私は慌ててパンティをあげ、服のボタンを嵌めようとするが、あせっているので、なかなかうまくいかない。それでも、なんとか服を整えてドアに向かった。
ドアのレンズを覗く。制服を着た男が立っている。
「はい」と声を出すと、ドアの向こうで、「お届けものです」という声がした。
ドアを開けた。制服を着た若者が段ボールの箱を持って立っている。
「岩室さん、宅配便です」とその若者はニッコリ笑いながら伝票を差し出した。
差出人を確認する。
啓太からだ!
「印鑑をお願いします」
「ちょっと待っててね」
慌てて印鑑を取りに奥に引き返し、玄関にもどって伝票に印を押して荷物を受け取ると、私は大急ぎでドアを閉めた。
胸がドキドキ高鳴っている。
啓太からの届け物。啓太は私を忘れてはいなかったのだ。
伝票の浅井啓太の名前、その横の住所の欄を見る。
「沖縄?」
私は驚いた。
「どういうこと?」
啓太は沖縄にいたのだ。マンションを訪ねてもいないはずだ。
携帯くらい出てもいいのではないかと、私はちょっぴり不満に思う。
でも、啓太から連絡があった喜びの方が大きかった。
大きな箱だ。でも、そんなに重くない。
一体何が入っているの?
段ボールの閉じ口にカッターの刃を当てる。期待に胸を膨らませて、私は段ボールの箱を開けた。
まず、目に飛び込んできたのは、真っ赤なハイヒールだった。
それもただのハイヒールではない。踵の高さが十五センチはあろうかというハイヒールである。さらに、ヒールの部分が細い棒状になっている。いわゆるピンヒールという種類のものだ。
私はダンボール箱からそれを取り出し、目の前に置いてジックリと観察する。
ヒール部が細くて、とても長い。そして、鮮やかな赤。これだけでも十分に人の眼を引きつけるのは間違いない。
綺麗だけれど、これを履きこなすのは大変だわ。
私はため息をついてその靴を床の上に置いた。
箱の中には他にも包みが入っていた。それを取り出し、袋を開けた。
衣類がいくつか入っていた。
一つはワインレッドのドレスだ。薄手の生地のミニドレス――布の量があまりにも少ないのに私は気づいた。
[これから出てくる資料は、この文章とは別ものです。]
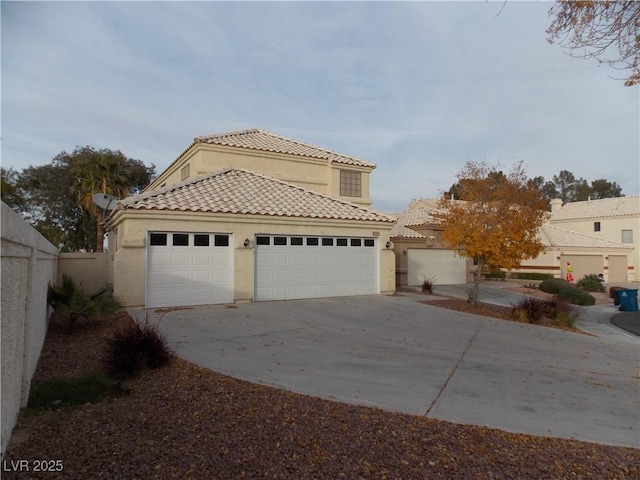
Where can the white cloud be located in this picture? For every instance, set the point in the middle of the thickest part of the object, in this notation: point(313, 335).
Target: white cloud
point(418, 88)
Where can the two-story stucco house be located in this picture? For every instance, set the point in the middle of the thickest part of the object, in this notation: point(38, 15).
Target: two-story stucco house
point(250, 216)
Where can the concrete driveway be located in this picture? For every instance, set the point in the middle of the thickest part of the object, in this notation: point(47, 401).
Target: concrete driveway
point(401, 355)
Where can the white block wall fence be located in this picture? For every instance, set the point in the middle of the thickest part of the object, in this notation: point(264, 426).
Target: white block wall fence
point(29, 263)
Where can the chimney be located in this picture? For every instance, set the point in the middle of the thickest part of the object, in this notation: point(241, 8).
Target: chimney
point(556, 205)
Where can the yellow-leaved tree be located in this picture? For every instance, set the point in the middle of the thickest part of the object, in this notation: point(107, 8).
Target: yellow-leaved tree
point(496, 221)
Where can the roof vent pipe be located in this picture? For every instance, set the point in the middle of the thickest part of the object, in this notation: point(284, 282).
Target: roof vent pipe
point(556, 205)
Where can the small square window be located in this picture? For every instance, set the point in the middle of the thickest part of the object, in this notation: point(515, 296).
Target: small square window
point(180, 239)
point(185, 172)
point(350, 183)
point(158, 239)
point(201, 240)
point(221, 240)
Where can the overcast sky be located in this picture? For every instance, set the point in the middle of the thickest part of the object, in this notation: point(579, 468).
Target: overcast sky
point(418, 88)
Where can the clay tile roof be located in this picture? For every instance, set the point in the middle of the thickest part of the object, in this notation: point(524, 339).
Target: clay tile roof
point(551, 236)
point(255, 139)
point(606, 207)
point(409, 218)
point(243, 192)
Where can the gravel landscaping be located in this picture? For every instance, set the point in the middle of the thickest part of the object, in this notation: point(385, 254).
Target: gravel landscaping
point(183, 421)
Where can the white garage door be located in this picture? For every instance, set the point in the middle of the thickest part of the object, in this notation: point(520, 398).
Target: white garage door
point(189, 269)
point(444, 265)
point(290, 267)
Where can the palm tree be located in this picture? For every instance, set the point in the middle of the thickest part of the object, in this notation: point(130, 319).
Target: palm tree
point(103, 171)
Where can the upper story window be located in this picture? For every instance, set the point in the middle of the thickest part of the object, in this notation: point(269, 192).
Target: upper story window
point(185, 172)
point(350, 183)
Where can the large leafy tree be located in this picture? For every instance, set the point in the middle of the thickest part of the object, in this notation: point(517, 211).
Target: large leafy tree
point(57, 198)
point(497, 224)
point(603, 30)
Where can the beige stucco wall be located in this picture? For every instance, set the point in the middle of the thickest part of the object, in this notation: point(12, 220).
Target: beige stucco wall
point(132, 228)
point(401, 245)
point(311, 173)
point(28, 266)
point(610, 229)
point(91, 269)
point(554, 260)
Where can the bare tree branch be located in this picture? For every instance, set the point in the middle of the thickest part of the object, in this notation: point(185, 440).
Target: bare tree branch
point(608, 31)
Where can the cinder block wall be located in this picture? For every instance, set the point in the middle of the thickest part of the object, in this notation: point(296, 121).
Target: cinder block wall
point(28, 265)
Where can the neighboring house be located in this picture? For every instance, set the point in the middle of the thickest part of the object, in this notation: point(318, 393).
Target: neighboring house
point(420, 255)
point(251, 216)
point(613, 219)
point(587, 254)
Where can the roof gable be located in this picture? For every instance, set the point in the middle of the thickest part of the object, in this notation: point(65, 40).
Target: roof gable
point(255, 139)
point(243, 192)
point(603, 208)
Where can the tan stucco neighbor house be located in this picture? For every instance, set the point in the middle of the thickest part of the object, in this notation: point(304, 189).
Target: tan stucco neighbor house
point(251, 216)
point(611, 219)
point(420, 254)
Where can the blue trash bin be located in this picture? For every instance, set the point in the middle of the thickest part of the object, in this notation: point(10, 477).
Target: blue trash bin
point(628, 300)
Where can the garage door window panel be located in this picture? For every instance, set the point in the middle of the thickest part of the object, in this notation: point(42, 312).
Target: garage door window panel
point(200, 240)
point(180, 240)
point(188, 269)
point(221, 240)
point(158, 239)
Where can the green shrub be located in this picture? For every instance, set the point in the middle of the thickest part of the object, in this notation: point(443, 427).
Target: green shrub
point(496, 275)
point(428, 284)
point(65, 392)
point(613, 295)
point(552, 285)
point(591, 283)
point(71, 303)
point(133, 348)
point(532, 309)
point(575, 296)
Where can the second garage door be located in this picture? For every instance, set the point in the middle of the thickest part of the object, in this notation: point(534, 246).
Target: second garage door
point(292, 267)
point(189, 269)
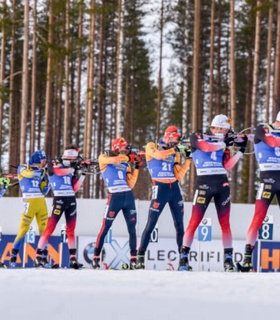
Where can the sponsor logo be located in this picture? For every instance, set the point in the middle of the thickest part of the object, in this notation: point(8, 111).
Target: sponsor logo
point(204, 186)
point(266, 195)
point(226, 201)
point(73, 213)
point(111, 214)
point(201, 200)
point(156, 205)
point(270, 180)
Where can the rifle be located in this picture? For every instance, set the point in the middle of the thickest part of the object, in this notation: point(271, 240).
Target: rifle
point(135, 155)
point(91, 165)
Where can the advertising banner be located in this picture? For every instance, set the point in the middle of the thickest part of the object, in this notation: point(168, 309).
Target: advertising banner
point(160, 255)
point(27, 251)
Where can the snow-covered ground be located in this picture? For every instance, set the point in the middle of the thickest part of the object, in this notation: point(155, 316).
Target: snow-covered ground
point(138, 295)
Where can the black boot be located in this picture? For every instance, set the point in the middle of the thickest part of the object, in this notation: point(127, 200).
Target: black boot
point(184, 260)
point(96, 262)
point(228, 263)
point(247, 265)
point(13, 260)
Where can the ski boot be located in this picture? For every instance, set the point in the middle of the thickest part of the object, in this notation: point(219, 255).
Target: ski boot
point(228, 263)
point(45, 261)
point(133, 263)
point(74, 264)
point(140, 262)
point(95, 262)
point(38, 262)
point(13, 260)
point(184, 260)
point(247, 265)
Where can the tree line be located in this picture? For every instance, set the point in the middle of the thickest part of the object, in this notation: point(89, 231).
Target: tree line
point(82, 72)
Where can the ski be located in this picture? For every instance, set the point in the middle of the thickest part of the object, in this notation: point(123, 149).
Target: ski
point(241, 268)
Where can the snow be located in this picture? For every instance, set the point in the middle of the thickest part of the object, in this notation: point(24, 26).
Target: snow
point(147, 295)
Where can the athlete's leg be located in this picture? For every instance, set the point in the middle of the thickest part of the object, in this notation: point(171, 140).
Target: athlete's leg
point(177, 211)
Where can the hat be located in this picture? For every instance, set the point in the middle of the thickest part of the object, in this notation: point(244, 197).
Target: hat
point(118, 143)
point(221, 121)
point(70, 154)
point(37, 156)
point(172, 131)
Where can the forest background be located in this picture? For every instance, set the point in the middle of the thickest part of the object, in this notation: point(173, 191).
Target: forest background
point(88, 71)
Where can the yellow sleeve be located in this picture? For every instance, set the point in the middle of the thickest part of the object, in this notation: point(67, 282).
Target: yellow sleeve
point(180, 171)
point(103, 160)
point(131, 177)
point(153, 152)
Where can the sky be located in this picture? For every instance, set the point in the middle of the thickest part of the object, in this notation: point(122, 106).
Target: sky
point(139, 295)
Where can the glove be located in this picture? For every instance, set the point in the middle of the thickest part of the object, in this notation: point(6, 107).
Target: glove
point(4, 182)
point(123, 158)
point(229, 140)
point(188, 153)
point(37, 174)
point(184, 151)
point(180, 148)
point(138, 164)
point(241, 142)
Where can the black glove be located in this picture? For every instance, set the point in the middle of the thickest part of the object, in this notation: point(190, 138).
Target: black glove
point(229, 140)
point(188, 153)
point(241, 142)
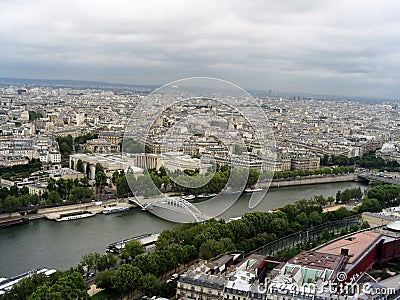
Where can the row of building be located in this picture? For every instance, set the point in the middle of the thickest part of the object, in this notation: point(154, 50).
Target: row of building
point(336, 270)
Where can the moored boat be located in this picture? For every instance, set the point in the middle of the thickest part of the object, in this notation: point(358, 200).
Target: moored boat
point(115, 209)
point(75, 215)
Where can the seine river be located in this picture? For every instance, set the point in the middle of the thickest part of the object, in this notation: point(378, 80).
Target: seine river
point(60, 245)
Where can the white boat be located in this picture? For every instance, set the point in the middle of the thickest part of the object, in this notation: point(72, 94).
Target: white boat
point(74, 216)
point(115, 209)
point(253, 190)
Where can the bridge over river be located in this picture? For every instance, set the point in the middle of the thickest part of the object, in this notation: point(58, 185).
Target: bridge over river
point(174, 204)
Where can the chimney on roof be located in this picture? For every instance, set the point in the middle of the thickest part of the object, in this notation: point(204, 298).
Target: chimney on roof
point(344, 251)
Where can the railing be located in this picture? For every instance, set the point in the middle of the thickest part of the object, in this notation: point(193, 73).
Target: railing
point(306, 236)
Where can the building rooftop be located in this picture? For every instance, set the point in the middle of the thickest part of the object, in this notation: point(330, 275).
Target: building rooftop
point(318, 260)
point(357, 244)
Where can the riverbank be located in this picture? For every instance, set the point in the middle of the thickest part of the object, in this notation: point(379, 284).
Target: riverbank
point(92, 207)
point(313, 180)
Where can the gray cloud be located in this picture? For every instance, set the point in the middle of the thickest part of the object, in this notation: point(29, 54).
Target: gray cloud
point(339, 47)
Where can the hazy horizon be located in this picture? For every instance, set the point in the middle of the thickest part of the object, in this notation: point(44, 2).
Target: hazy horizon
point(348, 48)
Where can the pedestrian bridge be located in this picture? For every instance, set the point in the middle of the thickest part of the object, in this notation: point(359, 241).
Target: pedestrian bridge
point(175, 204)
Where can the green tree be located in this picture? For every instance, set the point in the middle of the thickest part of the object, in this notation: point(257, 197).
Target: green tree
point(149, 285)
point(53, 198)
point(127, 278)
point(132, 248)
point(79, 166)
point(46, 292)
point(105, 279)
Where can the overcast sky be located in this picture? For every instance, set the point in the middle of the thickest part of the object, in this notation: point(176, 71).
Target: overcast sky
point(332, 47)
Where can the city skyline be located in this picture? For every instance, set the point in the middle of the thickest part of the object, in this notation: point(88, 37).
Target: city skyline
point(341, 48)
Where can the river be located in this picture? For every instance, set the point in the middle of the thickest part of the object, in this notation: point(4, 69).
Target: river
point(60, 245)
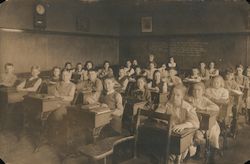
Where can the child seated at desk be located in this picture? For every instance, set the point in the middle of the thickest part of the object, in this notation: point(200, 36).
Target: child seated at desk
point(55, 78)
point(157, 85)
point(123, 79)
point(202, 103)
point(195, 77)
point(106, 71)
point(220, 96)
point(66, 91)
point(142, 92)
point(31, 84)
point(243, 83)
point(8, 78)
point(95, 86)
point(183, 114)
point(113, 100)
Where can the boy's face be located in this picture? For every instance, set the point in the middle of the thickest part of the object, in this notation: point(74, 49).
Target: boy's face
point(35, 72)
point(108, 85)
point(9, 69)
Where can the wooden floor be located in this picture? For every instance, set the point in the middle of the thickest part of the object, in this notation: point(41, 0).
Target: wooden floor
point(20, 151)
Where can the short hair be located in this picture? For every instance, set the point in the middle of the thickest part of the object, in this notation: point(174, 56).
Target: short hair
point(240, 66)
point(56, 67)
point(35, 67)
point(8, 64)
point(218, 78)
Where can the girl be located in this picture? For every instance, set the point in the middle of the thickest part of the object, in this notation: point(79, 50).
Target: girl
point(106, 71)
point(8, 78)
point(31, 84)
point(128, 68)
point(142, 92)
point(201, 103)
point(183, 114)
point(123, 79)
point(212, 72)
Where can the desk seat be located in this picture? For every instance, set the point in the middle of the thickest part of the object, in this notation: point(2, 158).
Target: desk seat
point(102, 149)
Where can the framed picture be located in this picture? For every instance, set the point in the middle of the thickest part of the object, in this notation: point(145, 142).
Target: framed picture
point(146, 24)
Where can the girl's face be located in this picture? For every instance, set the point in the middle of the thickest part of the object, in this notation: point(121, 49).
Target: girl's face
point(248, 72)
point(177, 96)
point(68, 66)
point(66, 76)
point(129, 64)
point(138, 71)
point(157, 76)
point(197, 91)
point(35, 72)
point(211, 66)
point(121, 72)
point(56, 72)
point(106, 65)
point(203, 65)
point(89, 65)
point(195, 72)
point(140, 84)
point(216, 83)
point(239, 71)
point(135, 62)
point(108, 85)
point(79, 67)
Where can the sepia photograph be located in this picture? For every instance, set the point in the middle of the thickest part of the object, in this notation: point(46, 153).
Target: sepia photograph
point(124, 81)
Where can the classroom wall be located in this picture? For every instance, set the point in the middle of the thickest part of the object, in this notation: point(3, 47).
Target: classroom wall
point(61, 41)
point(220, 27)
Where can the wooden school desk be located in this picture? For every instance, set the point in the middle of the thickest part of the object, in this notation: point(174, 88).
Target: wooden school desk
point(87, 118)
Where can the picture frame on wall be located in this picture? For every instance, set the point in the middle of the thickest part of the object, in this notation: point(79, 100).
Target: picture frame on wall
point(146, 24)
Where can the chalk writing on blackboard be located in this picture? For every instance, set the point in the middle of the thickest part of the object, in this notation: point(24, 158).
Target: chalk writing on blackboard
point(187, 47)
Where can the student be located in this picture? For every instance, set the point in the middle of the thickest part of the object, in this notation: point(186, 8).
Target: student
point(8, 78)
point(55, 78)
point(134, 64)
point(106, 71)
point(150, 71)
point(195, 77)
point(66, 91)
point(248, 96)
point(89, 65)
point(157, 85)
point(183, 114)
point(68, 67)
point(220, 96)
point(203, 72)
point(142, 92)
point(128, 68)
point(202, 103)
point(212, 71)
point(172, 64)
point(113, 100)
point(173, 79)
point(95, 86)
point(31, 84)
point(137, 74)
point(123, 79)
point(243, 83)
point(151, 59)
point(164, 72)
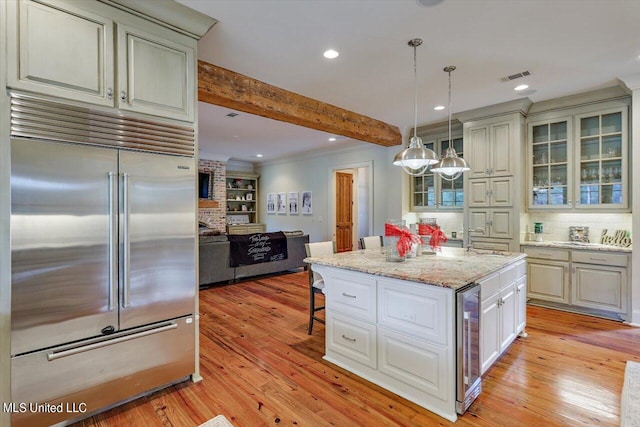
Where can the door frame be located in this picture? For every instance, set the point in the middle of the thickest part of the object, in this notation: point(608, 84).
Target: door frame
point(331, 223)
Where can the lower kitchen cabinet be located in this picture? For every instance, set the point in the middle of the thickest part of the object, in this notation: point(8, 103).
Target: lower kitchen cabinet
point(503, 312)
point(581, 280)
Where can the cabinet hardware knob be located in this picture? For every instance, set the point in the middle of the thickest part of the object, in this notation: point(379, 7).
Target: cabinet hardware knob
point(348, 339)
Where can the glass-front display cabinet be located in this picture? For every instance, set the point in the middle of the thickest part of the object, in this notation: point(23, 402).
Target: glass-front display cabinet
point(550, 168)
point(602, 156)
point(429, 191)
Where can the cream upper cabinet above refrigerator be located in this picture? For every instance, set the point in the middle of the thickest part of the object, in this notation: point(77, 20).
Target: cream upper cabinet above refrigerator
point(68, 50)
point(60, 50)
point(489, 150)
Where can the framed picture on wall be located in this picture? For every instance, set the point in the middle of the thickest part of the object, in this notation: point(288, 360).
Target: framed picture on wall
point(271, 202)
point(293, 203)
point(282, 203)
point(307, 204)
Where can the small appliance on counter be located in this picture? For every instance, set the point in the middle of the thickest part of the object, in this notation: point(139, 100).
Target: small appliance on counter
point(537, 230)
point(579, 234)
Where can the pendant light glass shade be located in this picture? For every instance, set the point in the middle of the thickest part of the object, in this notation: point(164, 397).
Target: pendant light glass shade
point(450, 167)
point(415, 159)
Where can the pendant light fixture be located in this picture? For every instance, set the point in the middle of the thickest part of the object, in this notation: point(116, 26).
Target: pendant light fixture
point(450, 167)
point(415, 159)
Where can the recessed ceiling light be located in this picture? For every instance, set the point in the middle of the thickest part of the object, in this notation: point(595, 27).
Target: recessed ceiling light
point(330, 54)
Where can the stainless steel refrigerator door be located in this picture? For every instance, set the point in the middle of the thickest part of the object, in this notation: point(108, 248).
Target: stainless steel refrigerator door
point(157, 237)
point(63, 243)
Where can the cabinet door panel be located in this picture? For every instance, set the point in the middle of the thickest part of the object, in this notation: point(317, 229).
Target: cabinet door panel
point(501, 154)
point(489, 332)
point(508, 315)
point(548, 280)
point(501, 224)
point(600, 287)
point(66, 53)
point(156, 75)
point(478, 189)
point(501, 192)
point(478, 151)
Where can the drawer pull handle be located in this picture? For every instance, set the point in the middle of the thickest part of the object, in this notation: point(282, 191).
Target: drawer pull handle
point(73, 351)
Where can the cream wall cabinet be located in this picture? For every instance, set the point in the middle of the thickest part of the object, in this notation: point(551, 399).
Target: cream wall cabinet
point(490, 147)
point(503, 312)
point(578, 158)
point(579, 279)
point(57, 48)
point(493, 143)
point(485, 192)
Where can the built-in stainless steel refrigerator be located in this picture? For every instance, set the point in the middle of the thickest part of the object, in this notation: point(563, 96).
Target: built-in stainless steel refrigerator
point(103, 275)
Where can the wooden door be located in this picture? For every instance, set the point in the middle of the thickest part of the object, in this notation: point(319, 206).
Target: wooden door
point(344, 211)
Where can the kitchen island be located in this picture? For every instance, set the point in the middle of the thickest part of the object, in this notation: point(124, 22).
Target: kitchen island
point(398, 325)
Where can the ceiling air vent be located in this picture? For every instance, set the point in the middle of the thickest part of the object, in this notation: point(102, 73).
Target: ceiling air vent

身体にちょっとあてがってみる。大胆にカットされているのが分かった。
つぎは、地肌が透けて見えそうな黒いレース地のパンティ。
それから、黒いストッキングとガータベルト。最後は金のペンダントが付いた黒いチョーカーだった。
コトンと何か床に落ちた。
封筒だ。
拾い上げて中を見る。手紙が入っている。
私はそれをおそるおそる開いてみた。
「愛する玲子へ。
この間は突然に追い返して申し訳ない。しばらく、仕事で沖縄に滞在している。
逢いたかった。君を忘れられないんだ。いつもあの時のことを思い出す。あの熱い玲子の身体の中のことを。
今週末は東京へ帰るつもりだ。金曜日の夜に、クラウンホテルの一七〇四号室を予約している。
こちらでいいドレスを見つけたので玲子に送る。きっとよく似合うことだろう。
この服を着てホテルに来て欲しい。
夜の七時にメインロビーで会おう。
きっと来てくれると信じている。